Но он лишь наклонил голову и продолжал смотреть на меня. Звериную улыбку он тоже с лица не убрал; она вытягивала его рот в длинную, тонкую, зловещую линию, подобную лезвию серпа. Это была, сообразил я, та самая жуткая улыбка, от которой, как мне казалось, я избавил его много лет назад, и я почувствовал холодок, пробегающий по спине.
– Я бы открыл, – сказал он, явно пытаясь подражать моим интонациям, – но ты назвал меня Виктором. А говорил, что не будешь.
Я знал, что это не все.
– Виктор! – Я снова стукнул кулаком в дверь. – Виктор, скотина!
Но его это не смутило.
– Так что, – продолжал он, – боюсь, это значит, что ты солгал. А что ты нам всегда объяснял про ложь? Что это предательство себя самого. Но я этому не верю. Я считаю, что человеку, которому ты лжешь, от этого так же плохо, как лгуну. Поэтому я тебя накажу. – Он отступил на шаг назад, и его лицо снова скрылось в глубокой тени. Но голос я по-прежнему слышал. – Боюсь, – произнес он холодно, – мне придется оставить тебя там, чтобы ты подумал о сделанном. – Еще один шаг назад, теперь я видел только нижнюю часть его тела. Голос тоже стал тише. – Никогда не поздно, – еще один шаг назад, остались видны только его талия и ноги, – вызубрить урок. – Еще шаг назад. – Папа. – Слово прозвучало как шепот. А потом он развернулся, и я увидел его светлые подошвы, удаляющиеся от меня.

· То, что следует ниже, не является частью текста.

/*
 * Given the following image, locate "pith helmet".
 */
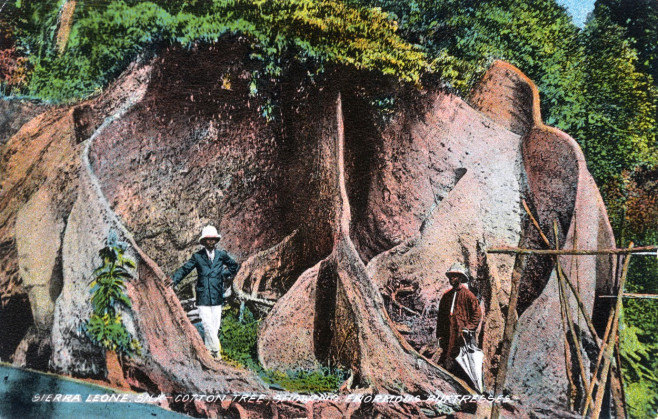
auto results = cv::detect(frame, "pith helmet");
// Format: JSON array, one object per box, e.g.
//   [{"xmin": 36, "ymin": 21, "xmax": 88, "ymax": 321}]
[
  {"xmin": 446, "ymin": 263, "xmax": 471, "ymax": 282},
  {"xmin": 199, "ymin": 225, "xmax": 222, "ymax": 242}
]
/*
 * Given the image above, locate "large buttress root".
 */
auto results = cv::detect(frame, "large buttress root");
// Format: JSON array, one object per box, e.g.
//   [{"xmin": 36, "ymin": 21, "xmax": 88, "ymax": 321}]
[{"xmin": 259, "ymin": 96, "xmax": 470, "ymax": 402}]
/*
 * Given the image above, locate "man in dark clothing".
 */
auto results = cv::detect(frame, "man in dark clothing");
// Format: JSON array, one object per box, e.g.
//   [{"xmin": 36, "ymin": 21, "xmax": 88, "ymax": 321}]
[
  {"xmin": 436, "ymin": 263, "xmax": 482, "ymax": 371},
  {"xmin": 171, "ymin": 226, "xmax": 238, "ymax": 359}
]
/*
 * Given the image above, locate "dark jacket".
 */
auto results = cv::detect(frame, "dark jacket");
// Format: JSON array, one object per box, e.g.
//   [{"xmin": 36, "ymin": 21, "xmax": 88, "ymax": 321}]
[
  {"xmin": 171, "ymin": 248, "xmax": 239, "ymax": 306},
  {"xmin": 436, "ymin": 286, "xmax": 482, "ymax": 360}
]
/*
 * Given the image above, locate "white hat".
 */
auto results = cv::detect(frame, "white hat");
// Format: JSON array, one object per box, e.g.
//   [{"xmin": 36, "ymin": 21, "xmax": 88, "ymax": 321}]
[{"xmin": 199, "ymin": 225, "xmax": 222, "ymax": 242}]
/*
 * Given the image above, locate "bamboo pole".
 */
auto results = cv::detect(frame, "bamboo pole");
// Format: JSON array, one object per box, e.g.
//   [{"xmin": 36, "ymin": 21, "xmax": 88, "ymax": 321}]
[
  {"xmin": 523, "ymin": 199, "xmax": 598, "ymax": 346},
  {"xmin": 553, "ymin": 220, "xmax": 589, "ymax": 406},
  {"xmin": 487, "ymin": 246, "xmax": 658, "ymax": 255},
  {"xmin": 599, "ymin": 292, "xmax": 658, "ymax": 300},
  {"xmin": 491, "ymin": 255, "xmax": 526, "ymax": 419},
  {"xmin": 583, "ymin": 300, "xmax": 615, "ymax": 418},
  {"xmin": 583, "ymin": 242, "xmax": 633, "ymax": 419}
]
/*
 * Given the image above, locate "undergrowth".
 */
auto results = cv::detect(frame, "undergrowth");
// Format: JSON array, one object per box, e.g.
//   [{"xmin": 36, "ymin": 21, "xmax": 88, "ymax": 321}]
[{"xmin": 220, "ymin": 305, "xmax": 347, "ymax": 393}]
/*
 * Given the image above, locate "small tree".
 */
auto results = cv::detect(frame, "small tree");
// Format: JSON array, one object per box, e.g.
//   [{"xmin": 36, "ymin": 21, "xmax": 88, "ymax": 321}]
[{"xmin": 83, "ymin": 231, "xmax": 141, "ymax": 356}]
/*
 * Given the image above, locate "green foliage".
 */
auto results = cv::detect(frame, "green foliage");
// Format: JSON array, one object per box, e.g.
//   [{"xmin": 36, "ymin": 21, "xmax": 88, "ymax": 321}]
[
  {"xmin": 82, "ymin": 232, "xmax": 141, "ymax": 356},
  {"xmin": 85, "ymin": 313, "xmax": 141, "ymax": 356},
  {"xmin": 10, "ymin": 0, "xmax": 429, "ymax": 101},
  {"xmin": 620, "ymin": 308, "xmax": 658, "ymax": 418},
  {"xmin": 262, "ymin": 367, "xmax": 347, "ymax": 393},
  {"xmin": 219, "ymin": 306, "xmax": 347, "ymax": 392},
  {"xmin": 219, "ymin": 307, "xmax": 262, "ymax": 371}
]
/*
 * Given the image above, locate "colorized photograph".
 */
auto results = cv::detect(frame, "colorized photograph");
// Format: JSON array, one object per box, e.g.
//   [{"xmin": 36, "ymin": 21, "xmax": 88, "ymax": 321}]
[{"xmin": 0, "ymin": 0, "xmax": 658, "ymax": 419}]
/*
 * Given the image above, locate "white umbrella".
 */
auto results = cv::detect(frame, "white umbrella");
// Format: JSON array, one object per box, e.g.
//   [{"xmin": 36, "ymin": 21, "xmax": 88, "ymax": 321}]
[{"xmin": 455, "ymin": 332, "xmax": 484, "ymax": 393}]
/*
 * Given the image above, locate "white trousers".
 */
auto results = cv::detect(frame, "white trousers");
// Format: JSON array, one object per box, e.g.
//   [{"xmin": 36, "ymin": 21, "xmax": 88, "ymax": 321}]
[{"xmin": 199, "ymin": 306, "xmax": 222, "ymax": 352}]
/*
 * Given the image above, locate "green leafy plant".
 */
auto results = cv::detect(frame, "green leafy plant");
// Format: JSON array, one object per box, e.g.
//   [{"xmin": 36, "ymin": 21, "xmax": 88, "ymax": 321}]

Тут я понял, что замер во время последней части выступления Виктора, и внезапно увидел собственное отражение в стекле: рука, разлинованная морщинами, царапается в дверь, немой разинутый рот, глаза испуганные, полные беспомощного стариковского непонимания. «Господи, – подумал я, – господи. Кто он такой? Кто этот ребенок, живущий в моем доме?» Я снова вспомнил, как нашел его, скорчившегося на земле, как он был покрыт таким густым слоем грязи, что можно было принять его за пушнину. Как зверек, подумал я в ярости. Но теперь я снова вернулся к этой мысли. Как зверек . Моя ярость, такая же настоящая, была на этот раз направлена не на обстоятельства его жизни, а на меня самого. Надо было его там оставить, подумал я. Я не должен был пытаться спасти что-то, от чего отказались все остальные.
Но я продолжал звать.
– Виктор! – крикнул я из последних сил и застучал в дверь. – Виктор! Виктор! – Я продолжал колотить в дверь и звать несколько минут, несколько часов. – Виктор! – Но я знал, что он лежит наверху, свернувшись в кровати, которую дал ему я, посредине комнаты, которую дал ему я, и спит.
Наутро меня нашел Грегори, один из старших детей. Я сидел, прислонившись к двери – видимо, в конце концов уснул, – и когда его крик меня разбудил, мне снова пришлось пережить как нелепость самой ситуации, так и свое физическое состояние: с губы до подбородка свисала длинная полоска слюны, а оказавшись внутри, я задрожал так сильно, что зубы застучали, ударяясь друг о друга, как кастаньеты.
– Папа, ты что там делал? – спросил он. Он, видимо, уже обнаружил свой конверт, потому что вел себя заботливо, прыгал вокруг меня, протягивал свою чашку кофе, закутывал мои плечи одеялом.
– Который час? – хрипло спросил я; слова царапали мне горло.
– Восемь, – ответил он.
Восемь. Сколько я провел снаружи, на холоде? Пять часов, шесть? Только гнев, только его горячий, как кровь, вкус во рту не дал мне замерзнуть.